Depuis le début des années quatre-vingt, Simon Hantaï s’est retiré de la scène artistique, se retranchant dans le silence et refusant d’exposer. Au moment de sa retraite, l’artiste bénéficiait pourtant d’une reconnaissance officielle ; il venait tout juste d’exposer ses grandes toiles au Capc de Bordeaux et de représenter la France à la Biennale de Venise. Après plus de quinze ans d’absence, le peintre sort de sa réserve à travers une donation et plusieurs expositions et publications. L’occasion de revenir sur l’œuvre d’une des figures marquantes de l’art contemporain français.
Il est des artistes qui courent après toutes les reconnaissances. Il en est d’autres qui se méfient au contraire des louanges – souvent mises à profit par les circuits commerciaux – et se retranchent dans un isolement méditatif. Simon Hantaï fait sans aucun doute partie des seconds. Déjà, alors que le peintre était proche des surréalistes, André Breton soulignait ce trait de caractère dans la préface du catalogue de sa première exposition personnelle, en 1953, à la galerie l’Étoile Scellée, à Paris : “Simon Hantaï aussi, parce qu’il a fallu presque lui faire violence pour le décider à “exposer”, tant il répugne à se laisser prendre dans le circuit commercial qui est, de nos jours, le ver vainqueur de l’expression artistique et tant cela nous renseigne sur la rare qualité de son type de résonance intime, en définitive l’unique donnée sur quoi la toute confiance puisse s’édifier”. Hantaï alternera d’ailleurs les “retraites” au cours de sa carrière.
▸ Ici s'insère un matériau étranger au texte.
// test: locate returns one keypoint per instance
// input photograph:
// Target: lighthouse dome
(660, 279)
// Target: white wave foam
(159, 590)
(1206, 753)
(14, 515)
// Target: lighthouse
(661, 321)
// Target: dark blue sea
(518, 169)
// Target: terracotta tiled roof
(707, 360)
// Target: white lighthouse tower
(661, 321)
L’artiste d’origine hongroise s’éloigne dès 1954 du Surréalisme pour rompre avec le mouvement l’année suivante, ses peintures se tournant alors vers une abstraction teintée de lyrisme. En 1955, Hantaï affirmait avec Schuster que “la Gestalt-théorie démontre que toute forme, pour déterminée qu’elle soit par ses caractéristiques autonomes, est surdéterminée par son potentiel d’intégration à une structure, et que le réel n’est pas une association des éléments qui le composent, mais la logique interne (l’étincelle) qui ordonne ces éléments”. Son art est largement influencé par les drippings de Pollock, dans une mise en avant du geste et une revendication de l’automatisme. Il présente ainsi, en 1956, à la galerie Kléber, Sexe-Prime. Hommage à Jean-Pierre Brisset, un grand tableau de 2,4 x 5,2 m aujourd’hui dans la collection du Musée national d’art moderne, dont Hantaï a précisé qu’il avait été “exécuté un après-midi de fascinations érotiques (l’acte d’amour s’unissant à l’acte de peindre) par actes orgiaques arbitraires dans un climat magico-érotique”.
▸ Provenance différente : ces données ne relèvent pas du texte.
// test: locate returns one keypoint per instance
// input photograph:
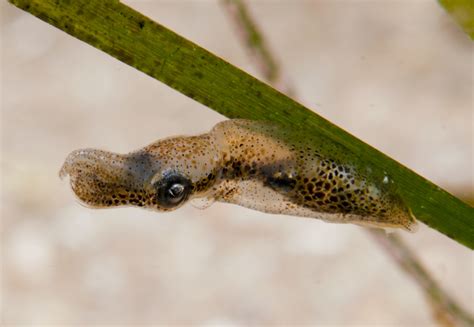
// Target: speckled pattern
(241, 162)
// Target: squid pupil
(172, 190)
(176, 190)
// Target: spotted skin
(248, 163)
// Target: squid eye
(172, 190)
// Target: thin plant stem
(445, 310)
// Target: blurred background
(397, 74)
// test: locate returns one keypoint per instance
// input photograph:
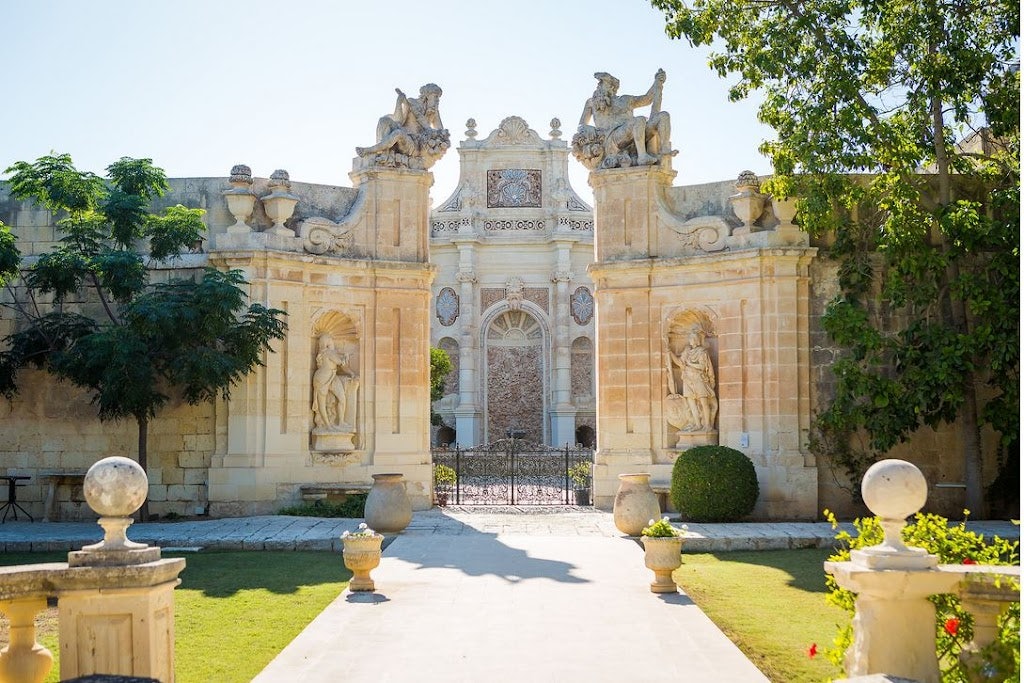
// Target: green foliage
(863, 96)
(440, 366)
(351, 508)
(193, 334)
(660, 529)
(952, 545)
(580, 474)
(714, 483)
(444, 475)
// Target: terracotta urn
(635, 504)
(663, 555)
(361, 554)
(388, 509)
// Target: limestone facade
(512, 301)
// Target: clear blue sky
(200, 85)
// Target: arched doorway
(515, 378)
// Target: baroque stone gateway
(663, 317)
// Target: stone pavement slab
(483, 606)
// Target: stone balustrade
(894, 622)
(115, 598)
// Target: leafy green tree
(897, 125)
(86, 311)
(440, 367)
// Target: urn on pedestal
(361, 554)
(636, 504)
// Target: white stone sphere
(894, 488)
(116, 486)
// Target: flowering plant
(363, 532)
(662, 529)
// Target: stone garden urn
(361, 554)
(635, 504)
(388, 509)
(663, 555)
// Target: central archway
(515, 378)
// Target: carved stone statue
(335, 388)
(617, 138)
(413, 136)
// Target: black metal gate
(512, 471)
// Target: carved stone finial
(617, 138)
(748, 180)
(280, 181)
(241, 173)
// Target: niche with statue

Après une collaboration avec Georges Mathieu, Simon Hantaï s’éloigne pourtant de l’Expressionnisme abstrait et travaille entre 1958 et 1959, chaque jour pendant 365 jours, sur une seule et même toile. Cette surface rose (Sans titre, coll. Mnam) de grandes dimensions – 3,3 x 4,25 m – est recouverte d’huile blanche, puis grattée à la lame avant d’être recouverte de textes de l’année liturgique ou choisis parmi ses lectures (saint Augustin, la Bible, Hegel, Hölderlin…), écrits à la plume. Cette pièce essentielle allait constituer une transition vers ses tableaux réalisés suivant la méthode du pliage.
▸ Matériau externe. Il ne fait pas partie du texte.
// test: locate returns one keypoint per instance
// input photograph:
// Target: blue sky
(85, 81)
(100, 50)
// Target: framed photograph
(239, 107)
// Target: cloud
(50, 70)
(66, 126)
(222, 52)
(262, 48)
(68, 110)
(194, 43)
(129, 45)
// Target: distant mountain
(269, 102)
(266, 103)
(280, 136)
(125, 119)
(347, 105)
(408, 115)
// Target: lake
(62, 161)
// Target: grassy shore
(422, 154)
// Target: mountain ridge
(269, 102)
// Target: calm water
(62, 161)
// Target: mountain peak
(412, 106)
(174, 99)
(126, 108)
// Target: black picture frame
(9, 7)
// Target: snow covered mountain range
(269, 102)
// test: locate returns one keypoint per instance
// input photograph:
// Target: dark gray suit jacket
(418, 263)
À partir de 1960, en effet, l’artiste commence à froisser, à plier, à rouler en boule la toile avant d’y appliquer la peinture. Une fois le support déplié, les pigments se sont répartis de façon aléatoire. Les espaces laissés vierges brillent par leur blancheur. Ainsi que le rapporte Geneviève Bonnefoi dans son ouvrage de 1973, Hantaï dira : “Maintenant, ce n’est pas ce que je peins qui compte, mais ce que je ne peins pas – c’est le blanc”. C’est justement cette opposition du peint et du non peint qui fait l’œuvre. L’influence de Pollock n’est pas non plus absente, avec ces motifs qui recouvrent la toile dans son ensemble, à la manière des all-over. En permettant à la matière de se répartir de façon aléatoire sur le support, le peintre réalise son œuvre “à l’aveugle”, puisqu’il ne découvre le résultat qu’en dépliant la toile, la peinture étant pour ainsi dire “achevée”. Selon Georges Didi-Huberman, “la relève consiste, notamment, à utiliser la toile comme un matériau de contact, de manipulation, de froissage, de nouage, etc., et ainsi d’en finir avec l’idée d’une surface projective pour des images venues “de l’intérieur” du peintre, qu’elles soient axiomes à imposer ou fantasmes à exprimer. Ici, l’intérieur de la toile – et non celui du “moi”, voire du sujet – qui, en chaque tableau, se délivre et s’expose. Tel serait bien le pan de la peinture selon Hantaï : un devant-dedans que la toile elle-même plie et déplie, implique et explique, éloigne et rapproche, articule et désarticule”. Cette utilisation de la toile elle-même dans le processus esthétique devait alors avoir une influence déterminante sur toute une génération de jeunes artistes des années soixante, notamment ceux du groupe Supports-Surfaces. Cette méthode du pliage amenait Hantaï à déclarer qu’“il est possible que l’histoire de la peinture ne soit que la question du pli”, rappelle, en 1992, A. Baldassari.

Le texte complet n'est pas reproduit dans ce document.